Any natural person or legal entity, i.e. also foreigners living in the Czech Republic, is allowed to appeal to the Public Defender of Rights.
The Public Defender of Rights is supposed to protect people against the conduct of public authorities and other institutions engaged in public administration (except for local authorities) if:
- this conduct contradicts the law,
- it does not comply with the principles of democratic legal state and good governance,
- or if authorities and institutions are inactive.
The office of the Public Defender of Rights receives around 7,500 appeals every year. The Public Defender of Rights is an external, independent, free of charge, relatively operative and maximally informal institute. The Public Defender of Rights has virtually no direct enforcement powers in the Czech Republic. He requests redress from the authority which has perpetrated the defect. If the relevant authority fails to provide for such redress, the Public Defender appeals to a superior body or presents the matter to the government. His task is not to alter or substitute decisions made by the public authorities, but to request that these authorities employ their own control, remedies and sanctioned legal competences in order to rectify the fault.
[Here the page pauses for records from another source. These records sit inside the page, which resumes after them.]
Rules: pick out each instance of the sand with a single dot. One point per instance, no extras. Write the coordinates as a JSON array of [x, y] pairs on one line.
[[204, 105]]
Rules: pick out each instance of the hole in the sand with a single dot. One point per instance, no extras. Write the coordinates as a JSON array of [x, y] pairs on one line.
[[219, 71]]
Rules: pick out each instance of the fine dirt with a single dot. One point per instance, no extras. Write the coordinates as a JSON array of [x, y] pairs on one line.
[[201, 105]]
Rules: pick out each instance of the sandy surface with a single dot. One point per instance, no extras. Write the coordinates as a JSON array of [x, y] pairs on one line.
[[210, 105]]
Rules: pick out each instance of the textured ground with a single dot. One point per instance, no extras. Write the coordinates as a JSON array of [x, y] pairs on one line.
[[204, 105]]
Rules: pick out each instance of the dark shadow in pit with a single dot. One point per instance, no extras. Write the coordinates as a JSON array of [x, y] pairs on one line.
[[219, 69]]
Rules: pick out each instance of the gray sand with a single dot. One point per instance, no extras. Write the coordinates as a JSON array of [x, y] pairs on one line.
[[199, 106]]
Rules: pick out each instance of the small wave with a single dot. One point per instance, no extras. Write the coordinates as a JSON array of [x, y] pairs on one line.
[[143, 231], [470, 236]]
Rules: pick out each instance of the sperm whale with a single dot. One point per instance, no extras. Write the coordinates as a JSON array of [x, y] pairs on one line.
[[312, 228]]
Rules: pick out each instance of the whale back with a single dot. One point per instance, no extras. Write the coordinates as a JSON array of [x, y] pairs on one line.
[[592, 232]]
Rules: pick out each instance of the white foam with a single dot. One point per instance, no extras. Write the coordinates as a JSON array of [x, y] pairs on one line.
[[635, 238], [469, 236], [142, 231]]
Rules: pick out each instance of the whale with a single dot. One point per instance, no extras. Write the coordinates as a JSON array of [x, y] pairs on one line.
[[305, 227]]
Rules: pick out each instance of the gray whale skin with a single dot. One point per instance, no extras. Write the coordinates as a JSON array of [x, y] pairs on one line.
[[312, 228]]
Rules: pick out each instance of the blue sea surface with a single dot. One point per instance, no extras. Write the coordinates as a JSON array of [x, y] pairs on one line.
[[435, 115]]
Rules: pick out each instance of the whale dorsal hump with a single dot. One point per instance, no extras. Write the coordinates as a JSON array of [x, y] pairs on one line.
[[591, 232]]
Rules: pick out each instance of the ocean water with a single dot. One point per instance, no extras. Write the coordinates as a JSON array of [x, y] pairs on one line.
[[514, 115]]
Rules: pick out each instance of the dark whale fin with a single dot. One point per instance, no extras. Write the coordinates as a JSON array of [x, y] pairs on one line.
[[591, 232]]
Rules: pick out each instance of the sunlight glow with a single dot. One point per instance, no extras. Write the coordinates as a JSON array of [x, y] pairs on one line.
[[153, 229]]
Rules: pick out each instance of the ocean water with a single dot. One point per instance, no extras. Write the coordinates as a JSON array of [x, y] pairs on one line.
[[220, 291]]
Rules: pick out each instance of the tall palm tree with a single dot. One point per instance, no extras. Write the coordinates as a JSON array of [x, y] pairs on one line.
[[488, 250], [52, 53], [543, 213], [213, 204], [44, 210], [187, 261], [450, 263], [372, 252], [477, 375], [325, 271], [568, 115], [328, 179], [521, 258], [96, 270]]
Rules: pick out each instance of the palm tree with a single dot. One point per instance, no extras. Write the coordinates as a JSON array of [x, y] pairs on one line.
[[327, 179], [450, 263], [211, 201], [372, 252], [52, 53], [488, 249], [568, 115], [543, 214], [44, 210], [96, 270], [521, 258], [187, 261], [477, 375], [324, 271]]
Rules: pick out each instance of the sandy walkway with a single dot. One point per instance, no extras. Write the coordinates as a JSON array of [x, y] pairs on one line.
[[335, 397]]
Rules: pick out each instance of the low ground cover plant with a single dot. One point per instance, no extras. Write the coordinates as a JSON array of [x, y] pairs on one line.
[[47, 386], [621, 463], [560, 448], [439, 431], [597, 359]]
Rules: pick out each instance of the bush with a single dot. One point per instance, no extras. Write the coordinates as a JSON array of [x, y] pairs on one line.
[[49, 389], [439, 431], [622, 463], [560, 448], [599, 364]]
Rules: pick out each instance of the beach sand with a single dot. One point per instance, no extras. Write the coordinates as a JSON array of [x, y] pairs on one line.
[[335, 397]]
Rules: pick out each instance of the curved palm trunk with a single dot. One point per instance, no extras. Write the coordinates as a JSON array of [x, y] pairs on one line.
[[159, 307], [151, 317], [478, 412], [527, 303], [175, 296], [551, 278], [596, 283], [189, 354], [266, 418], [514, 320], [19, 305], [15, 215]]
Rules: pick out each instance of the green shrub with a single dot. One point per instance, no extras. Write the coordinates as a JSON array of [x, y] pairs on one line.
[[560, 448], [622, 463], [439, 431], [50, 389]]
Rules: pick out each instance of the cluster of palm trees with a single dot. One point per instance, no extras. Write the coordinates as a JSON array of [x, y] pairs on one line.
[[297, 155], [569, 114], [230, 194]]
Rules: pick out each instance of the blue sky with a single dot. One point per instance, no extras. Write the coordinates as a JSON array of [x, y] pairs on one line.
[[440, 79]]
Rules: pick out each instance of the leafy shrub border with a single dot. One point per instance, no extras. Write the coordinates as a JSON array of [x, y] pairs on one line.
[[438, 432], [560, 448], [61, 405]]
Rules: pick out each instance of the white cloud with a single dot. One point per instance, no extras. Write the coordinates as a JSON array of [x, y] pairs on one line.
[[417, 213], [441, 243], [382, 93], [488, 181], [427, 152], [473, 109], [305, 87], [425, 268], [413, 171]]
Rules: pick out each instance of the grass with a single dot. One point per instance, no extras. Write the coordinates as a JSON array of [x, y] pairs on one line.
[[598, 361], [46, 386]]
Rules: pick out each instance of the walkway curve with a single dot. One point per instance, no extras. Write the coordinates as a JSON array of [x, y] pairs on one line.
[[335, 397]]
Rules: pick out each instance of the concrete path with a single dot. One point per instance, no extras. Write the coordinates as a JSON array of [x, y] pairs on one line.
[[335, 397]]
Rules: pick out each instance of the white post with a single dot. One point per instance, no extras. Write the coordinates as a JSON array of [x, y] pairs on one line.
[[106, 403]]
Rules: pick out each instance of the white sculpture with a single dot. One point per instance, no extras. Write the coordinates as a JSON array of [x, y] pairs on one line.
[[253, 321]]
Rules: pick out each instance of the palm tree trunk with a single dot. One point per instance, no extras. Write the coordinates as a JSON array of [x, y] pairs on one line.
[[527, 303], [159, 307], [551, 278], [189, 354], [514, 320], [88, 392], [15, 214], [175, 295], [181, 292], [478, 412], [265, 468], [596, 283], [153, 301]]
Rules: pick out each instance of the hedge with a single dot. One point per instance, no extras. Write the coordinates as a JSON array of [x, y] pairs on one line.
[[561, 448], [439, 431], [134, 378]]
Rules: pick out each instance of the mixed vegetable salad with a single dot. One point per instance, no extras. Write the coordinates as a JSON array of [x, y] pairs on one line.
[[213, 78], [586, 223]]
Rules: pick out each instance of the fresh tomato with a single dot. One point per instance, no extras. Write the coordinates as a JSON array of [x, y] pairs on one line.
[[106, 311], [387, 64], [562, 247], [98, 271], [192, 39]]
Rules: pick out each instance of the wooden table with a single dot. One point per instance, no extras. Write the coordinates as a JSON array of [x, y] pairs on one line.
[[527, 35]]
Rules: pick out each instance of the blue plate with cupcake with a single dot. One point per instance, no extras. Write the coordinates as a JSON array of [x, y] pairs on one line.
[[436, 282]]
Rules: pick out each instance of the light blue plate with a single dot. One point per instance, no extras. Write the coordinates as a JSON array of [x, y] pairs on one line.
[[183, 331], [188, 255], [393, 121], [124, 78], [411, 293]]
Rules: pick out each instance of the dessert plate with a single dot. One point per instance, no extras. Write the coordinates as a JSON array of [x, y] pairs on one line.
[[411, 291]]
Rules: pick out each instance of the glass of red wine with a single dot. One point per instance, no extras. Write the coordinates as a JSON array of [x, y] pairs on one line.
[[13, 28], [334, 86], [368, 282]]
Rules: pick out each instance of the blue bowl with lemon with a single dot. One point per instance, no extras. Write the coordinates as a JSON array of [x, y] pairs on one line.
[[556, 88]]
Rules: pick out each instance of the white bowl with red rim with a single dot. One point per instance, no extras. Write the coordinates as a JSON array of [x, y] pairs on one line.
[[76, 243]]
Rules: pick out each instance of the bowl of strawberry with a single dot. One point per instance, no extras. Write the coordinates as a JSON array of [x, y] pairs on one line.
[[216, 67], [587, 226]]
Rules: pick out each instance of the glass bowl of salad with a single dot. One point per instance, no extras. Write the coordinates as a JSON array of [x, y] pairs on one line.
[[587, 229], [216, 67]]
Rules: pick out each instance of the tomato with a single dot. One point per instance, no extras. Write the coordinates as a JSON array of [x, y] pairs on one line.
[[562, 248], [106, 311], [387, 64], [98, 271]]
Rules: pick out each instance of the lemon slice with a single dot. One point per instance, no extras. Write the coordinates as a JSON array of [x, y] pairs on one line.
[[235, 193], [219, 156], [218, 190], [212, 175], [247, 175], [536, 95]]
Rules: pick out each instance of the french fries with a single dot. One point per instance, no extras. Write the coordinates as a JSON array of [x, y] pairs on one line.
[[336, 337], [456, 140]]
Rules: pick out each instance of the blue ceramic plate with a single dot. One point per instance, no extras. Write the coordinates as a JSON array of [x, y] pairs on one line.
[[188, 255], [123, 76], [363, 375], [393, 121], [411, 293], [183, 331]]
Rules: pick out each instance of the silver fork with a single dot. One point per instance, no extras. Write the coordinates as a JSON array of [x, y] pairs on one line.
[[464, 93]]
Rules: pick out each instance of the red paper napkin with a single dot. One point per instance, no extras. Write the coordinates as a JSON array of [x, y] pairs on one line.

The Public Defender of Rights also has to pay regular visits to locations where people’s freedoms may be infringed, i.e. not only detention facilities, but also X3 facilities for the detention of foreigners X3 (acceptance, stay centres as well as integration centres for asylum seekers). The Public Defender of Rights seeks to ensure that basic civil rights are respected. The Public Defender of Rights also promotes the right to equal treatment and protection against
discrimination.
The first person to hold the office of the Public Defender of Rights in the Czech Republic was the highly respected lawyer
JUDr. Otakar Motejl, who served from December 2000 until his death in May 2010. He was succeeded by JUDr. Pavel Varvařovský, who took charge of the office in September 2010.